In the subsequent stage where the contact related representation is denoised, the data loader shifts to GRAB_Dataset_V19_From_Evaluated_Info. Here, we leverage the hand trajectory predicted by the initial stage to compute contact information, as demonstrated in the following code:

if self.wpredverts:
    pert_rhand_joints = self.predicted_hand_joints
    rhand_joints = self.predicted_hand_joints

    rhand_verts = self.predicted_hand_verts
    pert_rhand_verts =  self.predicted_hand_verts

    pert_rhand_joints = torch.matmul(
        pert_rhand_joints, object_global_orient_mtx_th
    ) + object_trcansl_th.unsqueeze(1)

    rhand_joints = torch.matmul(
        rhand_joints, object_global_orient_mtx_th
    ) + object_trcansl_th.unsqueeze(1)

    rhand_verts = torch.matmul(
        rhand_verts, object_global_orient_mtx_th
    ) + object_trcansl_th.unsqueeze(1)

    pert_rhand_verts = torch.matmul(
        pert_rhand_verts, object_global_orient_mtx_th
    ) + object_trcansl_th.unsqueeze(1)

where we set both rhand_joints and pert_rhand_joints to the predicted_hand_joints, which is loaded from the file args.predicted_info_fn.

The rationale behind computing contact-related information, even based on ground truth joints, within the GRAB_Dataset_V19 class in the file 'dataset_ours_single_seq.py' stems from its modification from the training data loader, GRAB_Dataset_V19, found in dataset_ours.py. During the training phase, only clean trajectories with contact information derived from ground truth hand trajectories are utilized. In the modified GRAB_Dataset_V19 in dataset_ours_single_seq.py, this calculation remains unchanged as it's directly adapted from the training data loader with some adjustments. However, it's important to re-emphasize that during the evaluation of the first stage, the contact information is no longer utilized.

I've modified the logic to eliminate such confusion:

dist_rhand_joints_to_obj_pc = torch.sum(
    (pert_rhand_verts.unsqueeze(2) - object_pc_th.unsqueeze(1)) ** 2, dim=-1
)
_, minn_dists_joints_obj_idx = torch.min(dist_rhand_joints_to_obj_pc, dim=-1) 

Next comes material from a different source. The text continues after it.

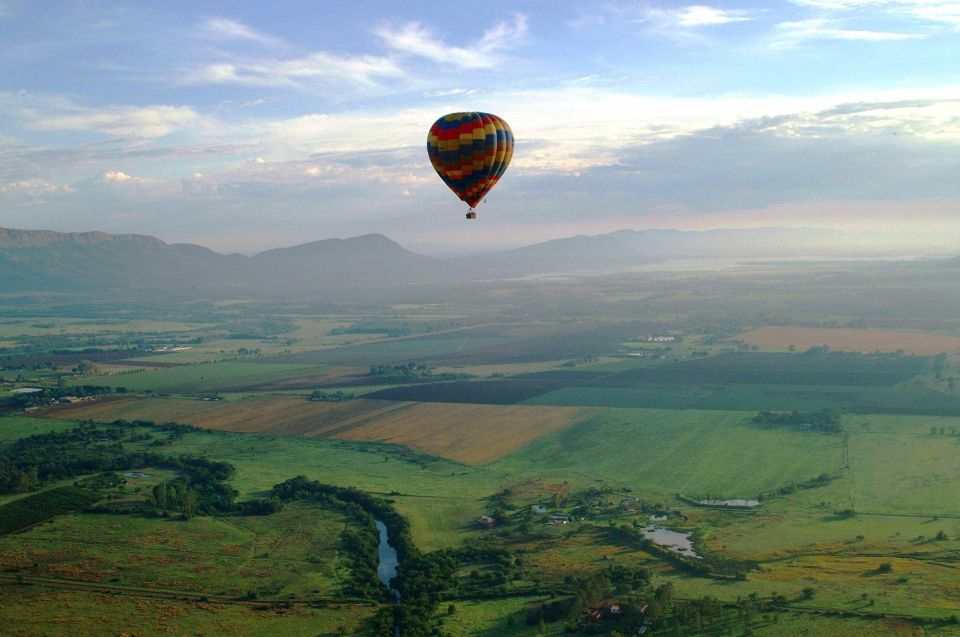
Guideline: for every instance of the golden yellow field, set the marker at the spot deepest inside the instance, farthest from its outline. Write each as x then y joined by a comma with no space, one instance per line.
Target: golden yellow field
473,434
851,340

Again, please note that though we calculate contact information, we only denoise hand trajectories in the first stage where the contact related representation is neither used nor denoised. I'll remove the contact related representation calculation in the first stage's dataloder GRAB_Dataset_V19 to avoid similar confusions ultimately.

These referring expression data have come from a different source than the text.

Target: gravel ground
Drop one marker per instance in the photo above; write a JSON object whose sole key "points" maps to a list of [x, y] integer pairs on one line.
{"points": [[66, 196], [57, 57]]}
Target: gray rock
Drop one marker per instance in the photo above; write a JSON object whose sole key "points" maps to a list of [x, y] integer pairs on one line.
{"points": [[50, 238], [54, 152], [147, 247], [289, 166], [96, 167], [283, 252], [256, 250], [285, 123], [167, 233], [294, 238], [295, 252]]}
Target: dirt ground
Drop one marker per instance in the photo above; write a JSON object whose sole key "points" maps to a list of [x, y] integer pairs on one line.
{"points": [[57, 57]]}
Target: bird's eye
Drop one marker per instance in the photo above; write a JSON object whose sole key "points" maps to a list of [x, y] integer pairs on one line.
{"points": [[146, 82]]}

Thank you for bringing this to our attention! The codebase still requires some tidying up and lacks a thorough cleanup. I'll be making further commitments to make it more organized.

Best regards, Xueyi

zhoujun-7 commented 3 months ago

Thanks for your patience in answering my question. Sorry for the misunderstanding. My problem was solved.